= Marie Bosse =

French poisoner, fortune teller and alleged witch

Marie Bosse, also known as La Bosse (died 8 May 1679), was a French poisoner, fortune teller and alleged witch. She was one of the accused in the Affair of the Poisons. It was Marie Bosse who pointed out the central figure La Voisin.

Bosse, the widow of a horse trader, was one of the most successful fortune tellers in Paris. Unofficially, she was also a poisoner, who provided poison to people who wished to commit murder. By the end of 1678, Bosse attended a party held by her friend Marie Vigoreaux, the wife of a dressmaker, in the Rue Courtauvilain. During the party, she became drunk and boasted freely that she had become so wealthy by selling deadly poisons to members of the aristocracy that she would soon be able to retire. At the time, the Paris police were investigating poison sales in Paris. A guest at the party, the lawyer Maitre Perrin, reported the conversation to the police. The police sent the wife of a police officer to Bosse to ask for poison to murder her husband, and Bosse provided her with what proved to be deadly poison.

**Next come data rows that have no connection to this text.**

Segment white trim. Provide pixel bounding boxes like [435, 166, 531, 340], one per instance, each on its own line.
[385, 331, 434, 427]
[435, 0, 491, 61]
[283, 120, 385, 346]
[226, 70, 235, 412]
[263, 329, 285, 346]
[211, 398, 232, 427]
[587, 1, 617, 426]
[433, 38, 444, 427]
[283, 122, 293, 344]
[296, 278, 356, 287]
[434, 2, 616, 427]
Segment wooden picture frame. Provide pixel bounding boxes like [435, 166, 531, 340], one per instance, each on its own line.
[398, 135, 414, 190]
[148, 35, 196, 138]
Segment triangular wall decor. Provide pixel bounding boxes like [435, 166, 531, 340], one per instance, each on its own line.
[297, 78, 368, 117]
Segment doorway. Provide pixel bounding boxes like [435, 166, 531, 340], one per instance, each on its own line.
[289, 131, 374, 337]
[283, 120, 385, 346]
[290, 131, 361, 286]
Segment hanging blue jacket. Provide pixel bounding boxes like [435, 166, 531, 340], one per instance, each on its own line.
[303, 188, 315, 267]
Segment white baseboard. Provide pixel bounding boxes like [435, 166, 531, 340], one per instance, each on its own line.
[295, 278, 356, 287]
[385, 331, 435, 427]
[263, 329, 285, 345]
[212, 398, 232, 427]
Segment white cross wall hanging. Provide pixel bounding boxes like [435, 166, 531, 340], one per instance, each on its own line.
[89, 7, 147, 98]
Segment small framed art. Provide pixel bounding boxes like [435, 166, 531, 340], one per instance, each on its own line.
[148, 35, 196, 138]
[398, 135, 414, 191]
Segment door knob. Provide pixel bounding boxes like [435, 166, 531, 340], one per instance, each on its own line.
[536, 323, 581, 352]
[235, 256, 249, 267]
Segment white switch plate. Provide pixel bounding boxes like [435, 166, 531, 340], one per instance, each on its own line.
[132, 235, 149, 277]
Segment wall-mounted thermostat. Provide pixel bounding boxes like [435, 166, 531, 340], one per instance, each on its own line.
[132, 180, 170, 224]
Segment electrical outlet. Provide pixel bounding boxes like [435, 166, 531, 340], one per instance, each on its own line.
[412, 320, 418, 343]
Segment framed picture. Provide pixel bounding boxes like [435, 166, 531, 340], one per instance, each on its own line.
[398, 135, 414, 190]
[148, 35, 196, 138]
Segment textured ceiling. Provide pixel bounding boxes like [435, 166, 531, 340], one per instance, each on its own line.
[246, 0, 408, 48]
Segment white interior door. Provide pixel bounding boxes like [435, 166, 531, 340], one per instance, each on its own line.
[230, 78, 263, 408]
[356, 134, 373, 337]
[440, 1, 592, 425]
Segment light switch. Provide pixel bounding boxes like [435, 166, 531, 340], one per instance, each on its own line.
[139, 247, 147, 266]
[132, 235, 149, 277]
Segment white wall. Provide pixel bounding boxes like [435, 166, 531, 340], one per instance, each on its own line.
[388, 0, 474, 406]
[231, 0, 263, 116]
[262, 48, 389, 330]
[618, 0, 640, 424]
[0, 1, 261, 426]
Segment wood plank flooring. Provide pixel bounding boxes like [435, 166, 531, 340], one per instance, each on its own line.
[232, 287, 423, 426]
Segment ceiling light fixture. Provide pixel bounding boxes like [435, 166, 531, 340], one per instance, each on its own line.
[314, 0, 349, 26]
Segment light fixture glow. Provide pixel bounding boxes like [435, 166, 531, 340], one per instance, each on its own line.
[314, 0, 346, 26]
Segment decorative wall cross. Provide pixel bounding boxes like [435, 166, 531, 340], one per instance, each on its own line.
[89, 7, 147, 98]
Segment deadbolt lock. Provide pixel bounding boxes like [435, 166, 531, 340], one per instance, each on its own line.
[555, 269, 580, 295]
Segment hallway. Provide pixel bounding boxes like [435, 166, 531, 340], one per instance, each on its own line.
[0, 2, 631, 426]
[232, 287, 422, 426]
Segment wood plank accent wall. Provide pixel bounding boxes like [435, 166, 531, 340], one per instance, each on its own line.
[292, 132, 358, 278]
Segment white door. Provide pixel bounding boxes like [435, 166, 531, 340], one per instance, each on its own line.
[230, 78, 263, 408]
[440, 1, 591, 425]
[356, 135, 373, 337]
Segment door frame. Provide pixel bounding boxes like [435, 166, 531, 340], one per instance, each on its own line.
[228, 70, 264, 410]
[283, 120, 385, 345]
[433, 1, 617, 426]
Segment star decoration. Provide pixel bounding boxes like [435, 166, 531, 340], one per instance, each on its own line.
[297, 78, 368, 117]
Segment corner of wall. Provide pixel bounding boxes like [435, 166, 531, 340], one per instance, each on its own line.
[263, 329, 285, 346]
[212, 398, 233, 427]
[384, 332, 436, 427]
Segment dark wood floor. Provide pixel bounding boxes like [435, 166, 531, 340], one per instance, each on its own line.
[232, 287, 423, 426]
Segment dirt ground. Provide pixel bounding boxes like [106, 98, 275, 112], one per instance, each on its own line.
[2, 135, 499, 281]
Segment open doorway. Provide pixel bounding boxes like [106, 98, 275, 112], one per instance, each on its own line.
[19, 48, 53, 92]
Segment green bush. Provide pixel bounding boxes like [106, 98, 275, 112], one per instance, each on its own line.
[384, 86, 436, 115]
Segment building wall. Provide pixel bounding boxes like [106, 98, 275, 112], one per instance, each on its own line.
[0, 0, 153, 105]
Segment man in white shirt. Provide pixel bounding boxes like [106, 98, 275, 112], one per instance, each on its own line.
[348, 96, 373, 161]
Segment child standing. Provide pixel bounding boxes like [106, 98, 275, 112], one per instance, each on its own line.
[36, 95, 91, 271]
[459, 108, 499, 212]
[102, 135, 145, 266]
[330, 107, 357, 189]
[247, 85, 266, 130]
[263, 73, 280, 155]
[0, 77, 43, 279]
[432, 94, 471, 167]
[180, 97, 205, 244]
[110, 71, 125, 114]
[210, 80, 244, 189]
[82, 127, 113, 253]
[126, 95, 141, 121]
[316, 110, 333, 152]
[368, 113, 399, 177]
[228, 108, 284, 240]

On the morning 4 January 1679, Marie Bosse was arrested with her daughter Manon and her sons, François and Guillaume. Her older son was a soldier in the royal guard, the younger one was recently released from a working house. According to the report, when the family was arrested they were found in the only bed in the house and had committed incest. Marie Vigoreaux was arrested the same day, and was found to have close ties to the family, as she had sexual relations with all of the members of the family. Their confessions revealed that the illegal sale of poison in the capital was handled by a network of fortune tellers. This led to the arrest of the central figure La Voisin and the opening of the Poison affair. Marie Bosse confessed to having provided the poison used by Marguerite de Poulaillon in her attempted murder of her husband. Marie Vigoreux died during interrogation under torture 9 May 1679.

Marie Bosse was condemned to death by burning and executed in Paris on 8 May 1679. Her children and associates were also sentenced to death.

== In fiction ==
Marie Bosse is a character in the novel The Oracle Glass (1994), by Judith Merkle Riley.